The National Union Movement (Movimiento de Unión Nacional, MUN) was a Chilean political party that supported the military dictatorship of General Augusto Pinochet, founded on 27 November 1983 by Andrés Allamand, Francisco Bulnes Sanfuentes, Pedro Ibáñez Ojeda and other former members and supporters of the National Party, the Radical Democracy and Christian Democrats expelled from the party. Many members of the National Union Movement occupied public offices and important positions during that regime. The referent defined itself as independent, conservative and liberal.

One of the leaders of the National Union Movement, Andrés Allamand, was elected secretary general of the party in 1983, holding the post until the following year, when he was elected party chairman, a post that he held until 1986. In August 1985, the MUN was one of the signatories of the National Agreement for the Transition to Full Democracy.

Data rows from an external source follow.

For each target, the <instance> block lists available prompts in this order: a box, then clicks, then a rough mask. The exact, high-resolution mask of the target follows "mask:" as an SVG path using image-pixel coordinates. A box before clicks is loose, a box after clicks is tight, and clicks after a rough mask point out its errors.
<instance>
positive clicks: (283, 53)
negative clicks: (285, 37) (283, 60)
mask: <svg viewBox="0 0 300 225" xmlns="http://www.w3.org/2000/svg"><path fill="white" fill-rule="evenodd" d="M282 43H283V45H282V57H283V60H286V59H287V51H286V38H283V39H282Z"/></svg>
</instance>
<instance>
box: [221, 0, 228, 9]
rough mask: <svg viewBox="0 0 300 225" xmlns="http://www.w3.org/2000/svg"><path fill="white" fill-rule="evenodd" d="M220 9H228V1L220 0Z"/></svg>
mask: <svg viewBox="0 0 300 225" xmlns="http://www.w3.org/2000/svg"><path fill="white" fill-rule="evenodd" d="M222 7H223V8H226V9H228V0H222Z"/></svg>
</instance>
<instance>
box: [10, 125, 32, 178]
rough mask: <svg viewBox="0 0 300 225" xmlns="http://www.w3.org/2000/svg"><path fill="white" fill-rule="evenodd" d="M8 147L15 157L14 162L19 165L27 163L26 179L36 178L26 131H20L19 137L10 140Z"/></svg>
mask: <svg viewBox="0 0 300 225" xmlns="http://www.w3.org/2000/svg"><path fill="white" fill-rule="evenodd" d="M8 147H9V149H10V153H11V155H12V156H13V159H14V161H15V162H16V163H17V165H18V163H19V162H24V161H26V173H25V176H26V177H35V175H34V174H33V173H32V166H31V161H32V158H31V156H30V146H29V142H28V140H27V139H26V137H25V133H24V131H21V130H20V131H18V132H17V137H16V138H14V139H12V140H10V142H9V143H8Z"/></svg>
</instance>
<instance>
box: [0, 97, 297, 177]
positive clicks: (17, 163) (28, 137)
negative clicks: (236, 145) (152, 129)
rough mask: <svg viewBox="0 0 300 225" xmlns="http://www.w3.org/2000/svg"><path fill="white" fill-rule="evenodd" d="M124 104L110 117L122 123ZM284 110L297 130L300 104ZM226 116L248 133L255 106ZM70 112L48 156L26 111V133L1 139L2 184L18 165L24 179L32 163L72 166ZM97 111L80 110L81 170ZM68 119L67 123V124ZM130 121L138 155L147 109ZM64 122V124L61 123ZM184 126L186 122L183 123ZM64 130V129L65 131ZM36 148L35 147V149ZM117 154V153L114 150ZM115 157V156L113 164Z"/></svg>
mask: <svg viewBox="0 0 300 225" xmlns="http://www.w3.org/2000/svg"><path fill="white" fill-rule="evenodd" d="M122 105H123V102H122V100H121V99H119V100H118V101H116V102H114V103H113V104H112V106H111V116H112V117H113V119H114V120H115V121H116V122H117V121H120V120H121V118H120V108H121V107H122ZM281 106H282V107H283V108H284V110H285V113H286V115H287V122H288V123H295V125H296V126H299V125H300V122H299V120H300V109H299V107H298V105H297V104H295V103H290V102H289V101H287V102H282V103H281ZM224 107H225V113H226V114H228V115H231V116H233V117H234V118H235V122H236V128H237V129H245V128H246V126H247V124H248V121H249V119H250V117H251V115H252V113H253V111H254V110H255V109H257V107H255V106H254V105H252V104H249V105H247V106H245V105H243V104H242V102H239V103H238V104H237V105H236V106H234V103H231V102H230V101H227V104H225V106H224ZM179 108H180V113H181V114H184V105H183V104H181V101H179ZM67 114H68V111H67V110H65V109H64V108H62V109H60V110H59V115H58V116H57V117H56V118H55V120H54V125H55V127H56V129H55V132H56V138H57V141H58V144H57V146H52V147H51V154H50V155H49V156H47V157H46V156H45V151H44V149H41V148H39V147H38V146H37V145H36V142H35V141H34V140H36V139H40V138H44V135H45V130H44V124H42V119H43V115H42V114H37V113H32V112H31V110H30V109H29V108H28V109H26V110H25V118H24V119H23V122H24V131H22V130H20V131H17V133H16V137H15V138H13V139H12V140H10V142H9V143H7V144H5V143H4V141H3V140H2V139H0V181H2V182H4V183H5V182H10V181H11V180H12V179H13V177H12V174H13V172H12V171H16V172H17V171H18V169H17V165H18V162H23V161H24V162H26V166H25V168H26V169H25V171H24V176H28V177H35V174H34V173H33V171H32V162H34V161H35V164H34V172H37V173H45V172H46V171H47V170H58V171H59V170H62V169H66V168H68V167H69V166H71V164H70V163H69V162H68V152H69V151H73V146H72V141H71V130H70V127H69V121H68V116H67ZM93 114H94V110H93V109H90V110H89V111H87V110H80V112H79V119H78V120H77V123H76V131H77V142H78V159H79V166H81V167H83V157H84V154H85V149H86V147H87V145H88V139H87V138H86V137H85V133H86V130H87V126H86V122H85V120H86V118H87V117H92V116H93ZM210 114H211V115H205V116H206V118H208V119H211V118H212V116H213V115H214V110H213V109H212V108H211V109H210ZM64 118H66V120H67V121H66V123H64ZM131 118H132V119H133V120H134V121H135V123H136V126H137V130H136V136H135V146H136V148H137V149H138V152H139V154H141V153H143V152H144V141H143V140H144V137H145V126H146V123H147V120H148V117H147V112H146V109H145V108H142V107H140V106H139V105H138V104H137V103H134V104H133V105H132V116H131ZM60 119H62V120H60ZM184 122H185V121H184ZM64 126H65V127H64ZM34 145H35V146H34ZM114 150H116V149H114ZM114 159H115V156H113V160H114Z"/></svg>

It joined with other movements that supported the military dictatorship a coalition known as the Group of Eight (Grupo de los Ocho), which later evolved to the National Democratic Agreement.

On 9 January 1987, the MUN made an appeal to the Independent Democratic Union (UDI) of Jaime Guzmán and the National Labour Front (FNT), led by former Interior Minister Sergio Onofre Jarpa, to form a single right-wing party. Following this, on 8 February proceedings were initiated to form National Renewal (RN), made its definitive legalization concluded on 29 April 1987.